[Haskell-cafe] ANN: zip-archive 0.0

Tue Aug 26 16:36:11 EDT 2008

On Mon, 2008-08-25 at 23:22 -0700, John MacFarlane wrote:
> I've written a library, zip-archive, for dealing with zip archives.

Great. I saw your query about this from a month ago.

> Haddock documentation (with links to source code):
> http://johnmacfarlane.net/zip-archive/ 
> 
> Darcs repository:
> http://johnmacfarlane.net/repos/zip-archive/
> 
> It comes with an example program that duplicates some of the
> functionality of 'zip' (configure with '-fexecutable' to build it).
> 
> I intend to put it on HackageDB, but I thought I'd get some feedback
> first.

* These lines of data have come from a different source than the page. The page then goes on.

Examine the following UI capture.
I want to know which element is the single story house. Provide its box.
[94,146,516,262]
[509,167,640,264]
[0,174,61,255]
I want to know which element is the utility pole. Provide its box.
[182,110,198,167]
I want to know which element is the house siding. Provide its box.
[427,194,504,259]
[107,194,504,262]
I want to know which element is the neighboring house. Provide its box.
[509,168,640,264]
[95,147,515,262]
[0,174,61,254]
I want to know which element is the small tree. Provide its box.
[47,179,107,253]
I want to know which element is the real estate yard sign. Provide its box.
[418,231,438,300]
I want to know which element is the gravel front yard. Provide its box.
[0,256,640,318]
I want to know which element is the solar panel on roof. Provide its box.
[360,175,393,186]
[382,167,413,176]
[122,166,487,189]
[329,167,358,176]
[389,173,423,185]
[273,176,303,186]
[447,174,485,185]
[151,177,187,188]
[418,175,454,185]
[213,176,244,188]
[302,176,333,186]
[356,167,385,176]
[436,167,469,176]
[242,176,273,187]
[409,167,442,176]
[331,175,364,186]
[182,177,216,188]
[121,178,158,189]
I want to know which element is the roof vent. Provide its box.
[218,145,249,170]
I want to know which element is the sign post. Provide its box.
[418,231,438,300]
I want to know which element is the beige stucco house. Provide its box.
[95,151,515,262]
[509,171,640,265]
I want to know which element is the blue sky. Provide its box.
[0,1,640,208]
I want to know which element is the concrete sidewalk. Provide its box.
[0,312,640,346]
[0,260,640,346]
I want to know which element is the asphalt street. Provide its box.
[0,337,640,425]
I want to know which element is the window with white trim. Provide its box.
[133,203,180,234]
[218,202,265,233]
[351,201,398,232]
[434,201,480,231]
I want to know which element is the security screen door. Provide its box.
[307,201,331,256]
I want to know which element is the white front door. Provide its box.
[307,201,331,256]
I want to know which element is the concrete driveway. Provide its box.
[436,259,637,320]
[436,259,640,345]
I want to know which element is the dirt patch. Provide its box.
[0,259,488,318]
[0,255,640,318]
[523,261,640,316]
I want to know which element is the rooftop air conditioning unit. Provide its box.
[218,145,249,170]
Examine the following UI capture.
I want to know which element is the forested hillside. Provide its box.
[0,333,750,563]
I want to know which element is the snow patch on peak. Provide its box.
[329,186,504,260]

Bug reports, patches, and suggestions on the API are all welcome.

Generally it looks good, that the operations on the archive are mostly
separated from IO of writing out archives or creating entries from disk
files etc.

Looking at the API there feels to be slightly too much exposed. Eg does
the MSDOSDateTime need to be exposed, or the (de)compressData functions.

I've been reworking the tar library recently and currently have an api
that looks like:

  -- * Reading and writing the tar format
  read  :: ByteString -> Entries
  write :: [Entry] -> ByteString

  -- * Packing and unpacking files to\/from a tar archive
  pack   :: FilePath -> FilePath -> IO [Entry]
  unpack :: FilePath -> Entries  -> IO ()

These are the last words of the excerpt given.